The 2015 Summer Budget has delivered a series of blows to pensions in the UK. The Chancellor of the Exchequer claims that “the government is committed to supporting savers at all stages of their lives to help them secure a better financial future for themselves and their family”. Some of the measures that the Chancellor has introduced in the past have been supportive of saving, particularly via the ISA route, but pensions seems to be a special case. The ‘freedom and choice’ changes introduced in the 2014 Budget created positive interest in pensions but, in reality, made little tangible difference for most savers. Some of the tax changes made later in 2014 served to address historic distortions in the treatment of unused pension benefits on death rather than create favourable treatment for these savings.
The announcement in the Summer Budget of the consultation into pensions tax relief has created immediate uncertainty around a key driver of pension saving, namely the tax relief provided on contributions. It has proved difficult enough to get earners to defer a portion of their current income for consumption in later life, ultimately reducing reliance on the State to support impoverished senior citizens, with this incentive in place. How much more difficult would this task become without the tax relief carrot? The current tax relief system is complex and inequitable, favouring those with a defined benefit pension over those with defined contribution provision, so the consultation does represent an opportunity to make a positive long-term difference.
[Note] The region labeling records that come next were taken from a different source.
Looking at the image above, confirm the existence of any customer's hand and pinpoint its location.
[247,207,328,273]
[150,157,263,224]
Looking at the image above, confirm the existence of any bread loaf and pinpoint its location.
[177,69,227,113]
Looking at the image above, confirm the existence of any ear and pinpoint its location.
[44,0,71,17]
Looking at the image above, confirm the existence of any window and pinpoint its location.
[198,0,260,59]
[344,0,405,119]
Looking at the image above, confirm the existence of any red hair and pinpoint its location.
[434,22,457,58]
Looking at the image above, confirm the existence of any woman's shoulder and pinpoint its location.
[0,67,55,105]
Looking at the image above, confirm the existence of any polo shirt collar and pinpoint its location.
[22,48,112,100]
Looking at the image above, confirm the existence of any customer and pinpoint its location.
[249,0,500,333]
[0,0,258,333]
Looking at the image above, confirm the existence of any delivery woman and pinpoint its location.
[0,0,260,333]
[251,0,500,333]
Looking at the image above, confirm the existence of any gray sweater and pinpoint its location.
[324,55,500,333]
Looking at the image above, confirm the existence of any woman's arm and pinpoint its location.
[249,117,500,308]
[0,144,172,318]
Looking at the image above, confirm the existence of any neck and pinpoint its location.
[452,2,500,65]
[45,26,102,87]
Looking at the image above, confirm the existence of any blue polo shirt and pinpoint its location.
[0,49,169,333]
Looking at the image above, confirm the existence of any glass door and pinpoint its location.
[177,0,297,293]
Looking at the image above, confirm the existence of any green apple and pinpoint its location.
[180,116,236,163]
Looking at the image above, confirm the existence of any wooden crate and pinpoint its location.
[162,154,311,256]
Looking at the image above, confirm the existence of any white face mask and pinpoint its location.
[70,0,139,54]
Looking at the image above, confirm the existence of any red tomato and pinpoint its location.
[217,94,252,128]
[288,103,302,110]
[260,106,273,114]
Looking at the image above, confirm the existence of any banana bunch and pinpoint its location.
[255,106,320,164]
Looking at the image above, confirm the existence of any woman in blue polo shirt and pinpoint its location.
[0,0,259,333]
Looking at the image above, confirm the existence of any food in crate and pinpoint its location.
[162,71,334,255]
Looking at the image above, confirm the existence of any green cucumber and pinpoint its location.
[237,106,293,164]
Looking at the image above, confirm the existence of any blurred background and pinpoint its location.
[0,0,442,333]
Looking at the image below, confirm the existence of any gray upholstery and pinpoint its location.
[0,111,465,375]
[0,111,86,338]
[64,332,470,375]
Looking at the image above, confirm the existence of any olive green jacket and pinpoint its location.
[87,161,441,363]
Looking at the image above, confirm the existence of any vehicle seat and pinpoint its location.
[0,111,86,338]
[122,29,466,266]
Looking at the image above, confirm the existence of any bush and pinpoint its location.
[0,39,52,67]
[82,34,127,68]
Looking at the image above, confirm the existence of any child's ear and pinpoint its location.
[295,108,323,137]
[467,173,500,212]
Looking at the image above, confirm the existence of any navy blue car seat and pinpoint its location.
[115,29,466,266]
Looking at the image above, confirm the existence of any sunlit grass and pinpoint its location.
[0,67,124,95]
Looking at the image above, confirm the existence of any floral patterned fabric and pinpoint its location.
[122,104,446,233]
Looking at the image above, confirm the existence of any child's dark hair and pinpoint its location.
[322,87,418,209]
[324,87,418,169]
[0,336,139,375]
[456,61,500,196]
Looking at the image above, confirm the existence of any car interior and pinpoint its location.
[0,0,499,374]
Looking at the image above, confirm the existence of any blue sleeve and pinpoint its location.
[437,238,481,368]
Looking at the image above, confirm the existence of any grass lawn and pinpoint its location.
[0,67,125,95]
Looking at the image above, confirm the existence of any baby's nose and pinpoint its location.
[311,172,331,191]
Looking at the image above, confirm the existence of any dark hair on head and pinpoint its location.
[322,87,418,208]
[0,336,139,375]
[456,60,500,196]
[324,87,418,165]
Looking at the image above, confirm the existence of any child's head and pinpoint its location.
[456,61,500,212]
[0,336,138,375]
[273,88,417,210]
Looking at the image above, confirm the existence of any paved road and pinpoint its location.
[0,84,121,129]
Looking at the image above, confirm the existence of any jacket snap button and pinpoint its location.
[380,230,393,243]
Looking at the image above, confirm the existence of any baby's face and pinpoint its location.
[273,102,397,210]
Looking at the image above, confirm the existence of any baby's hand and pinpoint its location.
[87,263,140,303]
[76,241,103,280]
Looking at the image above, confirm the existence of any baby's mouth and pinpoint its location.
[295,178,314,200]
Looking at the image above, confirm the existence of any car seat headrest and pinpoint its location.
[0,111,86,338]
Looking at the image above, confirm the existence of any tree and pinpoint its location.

The Office of Tax Simplification (“OTS”) is to be established on a permanent basis with an expanded role and capacity in parallel with, but independent of, the consultation. The OTS will find much opportunity in the pensions realm, with a further complication added by the Summer Budget in the form of the reduction Annual Allowance (“AA”) for those earning over £150,000 p.a., including pension contributions. The complication results from the need to fund an unrelated tax concession! Those affected will see their AA reduced by £1 for each £2 earned until the AA reaches £10,000 p.a. (for those earning £210,000 p.a. and above). Those earning over £210,000 p.a. suffer no further penalty nor gain any further opportunity for tax relief. This measure seems to be at odds with two more of the Government’s stated goals: wanting to reward work by reducing taxes (the effective marginal tax rate for those earning £150-210,000 p.a. and making full use of pensions tax relief rises to 67.5%); and aiming to have a tax system that is simple to understand and easy to comply with.
A consultation on creating a secondary annuity market was published alongside the March 2015 Budget. That consultation’s outcome has not been formally published but the result seems to have been decided with the confirmation in this Summer Budget that the implementation of the secondary market has been delayed until 2017. Further plans, and hopefully consideration of some of the consequences, in this regard are to be announced in the autumn.
The Summer Budget does contain some good pensions-related news too. Access to Pension Wise, the free and impartial guidance service, is to be extended to those aged 50 and above. The Government also indicated its intent to consult on options aimed at making the process for transferring pensions from one scheme to another quicker and smoother.
The Chancellor forecasts that additional (year on year) public sector borrowing is to be eliminated by 2020. Staunching the growth of the National Debt, if only the on-balance sheet portion, would be a welcome development. A consequence of this development is a likely reduction in the level of issuance of Government Bonds. This likely reduction comes as the UK defined benefit pension scheme market continues on its path of run-off, with a corresponding appetite for such instruments. Shrinking supply, particularly at a time of growing demand, is likely to put pressure on yields.
The current Government has repeatedly emphasised the need for long-term, responsible planning. These words have often been backed up with action. Its actions with respect to pensions seem to be at odds with this general approach though. The freedom and choice regime as well as the creation of a secondary market for annuities undermines the long-term nature of pension saving. The current consultation on pension tax relief might have similar consequences. These measures will increase short-term tax receipts albeit at the expense of long-term personal financial security of the UK population, particularly those making private provision for later life. The uncertainty that these changes, both actual and mooted, are creating in the short-term is undermining pension-related saving by individuals and investment by providers, too. What will it take to get Government to take a long-term view of provision for later life, with corresponding incentives and regulatory stability?